Sparrow has always been a difficult child. Even in utero. As a baby, he was often very fussy. Swaddling him very tightly helped sometimes, but not every time. He was fascinated by ceiling fans - weirdly fascinated. He has always been a little behind developmentally, which I put down to his premature birth, but he's mostly caught up now. And yet, he still seems behind in many ways. Socially, especially. He does not pick up on social cues. He can't follow a conversation very well - he gives lots of non sequiturs and often just spits out scenes from movies (he memorizes things very quickly, but then never stops repeating it.) I couldn't ask him a question and get an answer until May of this year. He'd just repeat the question back to me. He's extremely sensitive to loud noises - vacuums, blenders, lawnmowers, public toilets... He has to line up his cars Just So and if you move one of them he gets upset. Interrupting his routine, or not doing something the way he expects it to be done, upsets him - sometimes to the point where he's inconsolable. He does funny movements with his hands and flaps his arms sometimes. He only makes eye contact about half the time.
So I wasn't surprised when the psychologist showed us that he met all the criteria for autism. I was surprised when she said he did not score for ADHD. She gave him a diagnosis of "pervasive developmental disorder," stating that she couldn't really diagnose him with autism because he's too young. Which I kind of think is total crap.
I know he has quirks. I agree that he's somewhere on the spectrum. But even if it is autism, it's pretty high functioning autism. And I know that they can diagnosis children with it, so why not give us a straight answer?
We weren't given much else to go on. The psychologist told us to try and enroll him in the preschool at the Children's Center, and gave us the number of an occupational therapist to help with his sensitivity to noises. That was about it. I find myself a little irritated - I would have liked more support, ideas, ways to not kill him, etc. And I honestly don't really trust this psychologist who has only met Sparrow twice, for a grand total of an hour and twenty minutes.

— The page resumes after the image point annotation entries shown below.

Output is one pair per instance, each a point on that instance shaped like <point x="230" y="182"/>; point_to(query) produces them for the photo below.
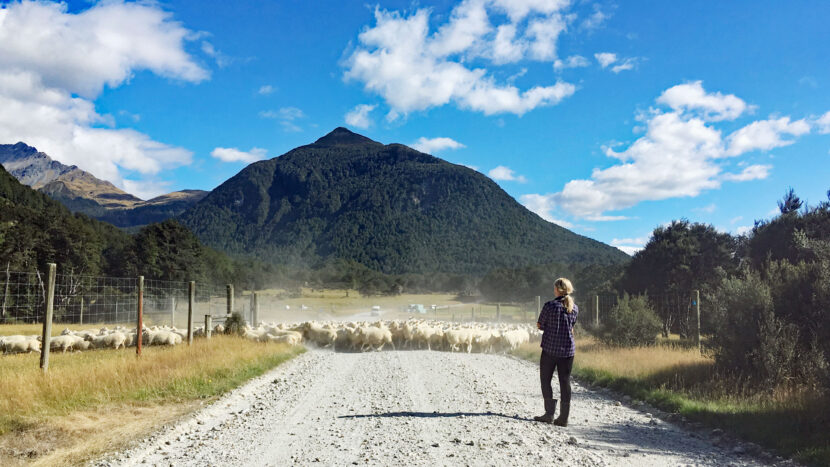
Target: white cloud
<point x="53" y="64"/>
<point x="709" y="209"/>
<point x="503" y="173"/>
<point x="765" y="135"/>
<point x="595" y="20"/>
<point x="679" y="155"/>
<point x="630" y="246"/>
<point x="713" y="107"/>
<point x="235" y="155"/>
<point x="413" y="69"/>
<point x="286" y="116"/>
<point x="574" y="61"/>
<point x="359" y="116"/>
<point x="629" y="250"/>
<point x="605" y="58"/>
<point x="823" y="124"/>
<point x="432" y="145"/>
<point x="103" y="45"/>
<point x="627" y="64"/>
<point x="752" y="172"/>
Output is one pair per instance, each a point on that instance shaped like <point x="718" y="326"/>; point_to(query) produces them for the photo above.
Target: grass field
<point x="94" y="401"/>
<point x="676" y="378"/>
<point x="342" y="303"/>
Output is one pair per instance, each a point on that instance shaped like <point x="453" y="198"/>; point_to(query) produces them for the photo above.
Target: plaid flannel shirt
<point x="557" y="326"/>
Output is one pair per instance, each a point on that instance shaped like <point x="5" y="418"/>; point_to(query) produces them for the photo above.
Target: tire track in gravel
<point x="415" y="408"/>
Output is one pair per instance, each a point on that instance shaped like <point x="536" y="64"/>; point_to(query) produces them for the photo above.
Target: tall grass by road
<point x="69" y="414"/>
<point x="794" y="422"/>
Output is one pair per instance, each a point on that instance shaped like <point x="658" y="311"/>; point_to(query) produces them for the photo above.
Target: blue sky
<point x="607" y="118"/>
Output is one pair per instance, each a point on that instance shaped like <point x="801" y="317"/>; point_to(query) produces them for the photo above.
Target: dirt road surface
<point x="417" y="408"/>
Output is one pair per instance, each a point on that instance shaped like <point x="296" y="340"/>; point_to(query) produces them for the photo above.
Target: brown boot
<point x="550" y="410"/>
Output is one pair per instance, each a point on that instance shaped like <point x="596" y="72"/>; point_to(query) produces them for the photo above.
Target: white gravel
<point x="420" y="408"/>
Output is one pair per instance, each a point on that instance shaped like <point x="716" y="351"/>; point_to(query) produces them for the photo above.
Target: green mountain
<point x="388" y="207"/>
<point x="82" y="192"/>
<point x="36" y="229"/>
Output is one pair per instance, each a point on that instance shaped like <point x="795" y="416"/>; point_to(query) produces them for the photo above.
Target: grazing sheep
<point x="161" y="337"/>
<point x="113" y="340"/>
<point x="19" y="344"/>
<point x="65" y="342"/>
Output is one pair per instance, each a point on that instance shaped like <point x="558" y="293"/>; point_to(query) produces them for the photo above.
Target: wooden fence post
<point x="191" y="297"/>
<point x="173" y="311"/>
<point x="139" y="333"/>
<point x="696" y="305"/>
<point x="254" y="309"/>
<point x="538" y="307"/>
<point x="47" y="319"/>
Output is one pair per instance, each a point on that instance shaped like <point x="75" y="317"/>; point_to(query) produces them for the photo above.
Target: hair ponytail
<point x="566" y="288"/>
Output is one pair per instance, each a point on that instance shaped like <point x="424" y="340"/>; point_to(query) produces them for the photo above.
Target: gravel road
<point x="419" y="408"/>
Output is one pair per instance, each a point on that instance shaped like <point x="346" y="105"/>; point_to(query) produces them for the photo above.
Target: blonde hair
<point x="565" y="287"/>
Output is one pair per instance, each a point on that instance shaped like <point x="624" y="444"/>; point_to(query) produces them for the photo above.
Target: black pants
<point x="547" y="364"/>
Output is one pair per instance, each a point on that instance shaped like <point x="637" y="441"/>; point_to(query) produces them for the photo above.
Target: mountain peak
<point x="343" y="137"/>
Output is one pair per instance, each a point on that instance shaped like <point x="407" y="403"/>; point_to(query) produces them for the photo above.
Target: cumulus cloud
<point x="53" y="64"/>
<point x="605" y="58"/>
<point x="359" y="116"/>
<point x="752" y="172"/>
<point x="595" y="20"/>
<point x="503" y="173"/>
<point x="681" y="154"/>
<point x="415" y="69"/>
<point x="630" y="245"/>
<point x="235" y="155"/>
<point x="823" y="123"/>
<point x="432" y="145"/>
<point x="713" y="107"/>
<point x="574" y="61"/>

So we'll be getting a second opinion with my family doctor, who has seen Sparrow grow up and knows him pretty well. I have decided to quit our pediatrician because every time I call them I'm on hold for 15-20 minutes and can't get an appointment for 2-5 months from the date I call. That's ridiculous.
It's hard. I wish Sparrow was a normal child. Sometimes I don't know how I am possibly going to survive the next 15 minutes, let alone the next 15 years. I love him and he's adorable and brilliant, but he is a hard child to take care of. And sometimes he's a hard child to love. I don't know. I guess we'll just keep on keepin' on, for as long as we can.